The successive differences for the Shenzhen population grow extremely rapidly and then start to decrease at the very end. Linear growth would mean constant differences so the table shows that a linear model would not be appropriate for the Shenzhen population.

The second differences increase very rapidly and then become negative at the very end. A quadratic function is therefore not likely to approximate the data very well.

The successive quotients are steady at the beginning, increase rapidly, and then decrease at the end. So an exponential model is also not likely to give an accurate fit but of the three choices it is probably the best.

Lagos Population 1950 - 2010
Year Population
(in thousands)
Change in Population
(in thousands)
Change in Population Changes ( in thousands ) Successive Population Quotients
1950 330 ---- ---- ----
1960 760 430 ---- 2.3
1970 1400 640 210 1.8
1980 2600 1200 560 1.9
1990 4800 2200 1000 1.8
2000 7300 2500 300 1.5
2010 11000 3700 1200 1.5

The Lagos data shows consistently increasing differences in the population so this rules out a linear model. The second differences for the Lagos model are all positive showing that the rate of growth is increasing over this period of time. These second differences are not constant but they are also not varying wildly like for the Shenzhen population so a quadratic model might be appropriate. The successive quotients are steadily decreasing: since the successive quotients for an exponential model are all equal, an exponential model will either underestimate the population at the beginning of the period or overestimate the population toward the end (or both).

2. For Paris, a linear model would predict a constant growth of somewhere near 700,000 people per decade. A quadratic model, on the other hand, would predict that the population will continue to grow at a slower rate until reaching a maximum and then beginning to decrease. Of these two, the quadratic is more likely to be realistic.

For Shenzhen, none of these models will make accurate predictions. The growth rate of Shenzhen over this 60 year period was phenomenally high and cannot continue due to space constraints and resources. A linear, quadratic, or exponential model will predict that this growth rate will continue. We can already see in the table that this rate is slowing down dramatically toward 2010.
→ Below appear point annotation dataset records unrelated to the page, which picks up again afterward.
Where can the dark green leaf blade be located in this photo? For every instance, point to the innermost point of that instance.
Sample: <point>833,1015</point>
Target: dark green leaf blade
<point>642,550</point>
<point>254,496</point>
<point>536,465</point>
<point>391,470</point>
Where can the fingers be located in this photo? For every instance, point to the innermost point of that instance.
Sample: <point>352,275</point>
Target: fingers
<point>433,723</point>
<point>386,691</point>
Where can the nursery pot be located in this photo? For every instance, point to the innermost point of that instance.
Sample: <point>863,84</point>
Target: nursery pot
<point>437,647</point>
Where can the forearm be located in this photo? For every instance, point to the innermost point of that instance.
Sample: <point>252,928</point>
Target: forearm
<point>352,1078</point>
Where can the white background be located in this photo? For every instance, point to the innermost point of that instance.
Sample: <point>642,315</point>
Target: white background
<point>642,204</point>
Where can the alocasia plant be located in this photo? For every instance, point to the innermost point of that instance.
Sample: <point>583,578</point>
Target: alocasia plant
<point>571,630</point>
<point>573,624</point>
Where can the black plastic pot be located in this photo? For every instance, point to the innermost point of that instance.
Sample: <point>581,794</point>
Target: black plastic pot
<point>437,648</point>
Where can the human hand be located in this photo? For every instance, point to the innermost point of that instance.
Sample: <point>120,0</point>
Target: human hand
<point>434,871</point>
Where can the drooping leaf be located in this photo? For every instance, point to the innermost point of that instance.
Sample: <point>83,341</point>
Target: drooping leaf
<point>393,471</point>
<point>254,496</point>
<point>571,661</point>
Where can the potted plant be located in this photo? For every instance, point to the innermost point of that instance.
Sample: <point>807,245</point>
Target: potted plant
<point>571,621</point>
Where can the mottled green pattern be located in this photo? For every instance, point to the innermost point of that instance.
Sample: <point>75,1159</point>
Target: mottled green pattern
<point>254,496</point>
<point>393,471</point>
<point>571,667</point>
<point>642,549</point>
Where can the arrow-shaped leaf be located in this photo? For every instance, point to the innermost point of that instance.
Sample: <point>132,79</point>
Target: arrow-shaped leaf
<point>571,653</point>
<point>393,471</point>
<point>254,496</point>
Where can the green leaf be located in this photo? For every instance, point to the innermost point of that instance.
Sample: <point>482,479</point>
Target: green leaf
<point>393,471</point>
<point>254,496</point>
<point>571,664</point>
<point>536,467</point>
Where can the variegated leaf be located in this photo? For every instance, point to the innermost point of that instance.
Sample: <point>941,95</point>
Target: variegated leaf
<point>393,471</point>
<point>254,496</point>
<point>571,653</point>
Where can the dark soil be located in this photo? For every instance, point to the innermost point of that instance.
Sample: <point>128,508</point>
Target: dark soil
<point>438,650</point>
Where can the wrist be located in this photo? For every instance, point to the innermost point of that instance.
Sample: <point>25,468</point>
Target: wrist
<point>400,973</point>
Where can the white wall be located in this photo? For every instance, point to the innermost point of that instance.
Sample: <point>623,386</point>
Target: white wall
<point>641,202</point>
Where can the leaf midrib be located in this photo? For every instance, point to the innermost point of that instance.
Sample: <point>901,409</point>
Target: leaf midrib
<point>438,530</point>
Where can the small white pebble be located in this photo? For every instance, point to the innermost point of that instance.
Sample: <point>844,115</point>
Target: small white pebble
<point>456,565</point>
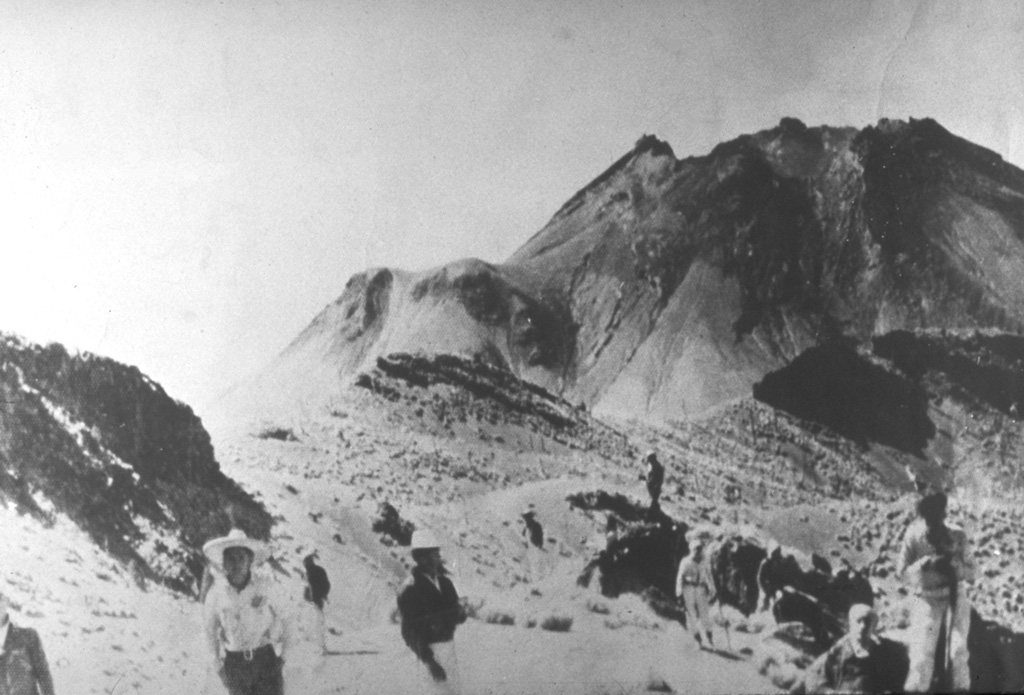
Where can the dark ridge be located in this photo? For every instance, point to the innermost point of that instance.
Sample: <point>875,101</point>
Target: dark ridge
<point>977,368</point>
<point>136,453</point>
<point>835,386</point>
Like for Shenzhen, none of the models can make accurate predictions for Lagos over the long term. The growth of Lagos is less dramatic than Shenszhen (allowing for the possibility of a good quadratic approximation) but this will prove inadequate very quickly as space considerations and resources slow down the population growth. The quadratic model could remain accurate for a few more years (perhaps for a decade or two) but not for the long term. For example, the desmos sketch in the commentary which models the Lagos population very well predicts a population of of about 15,000,000 by 2020 and close 20,000,000 by 2030. Both of these estimates are perhaps realistic but as time continues the quadratic model will predict more and more rapid growth which is eventually not possible.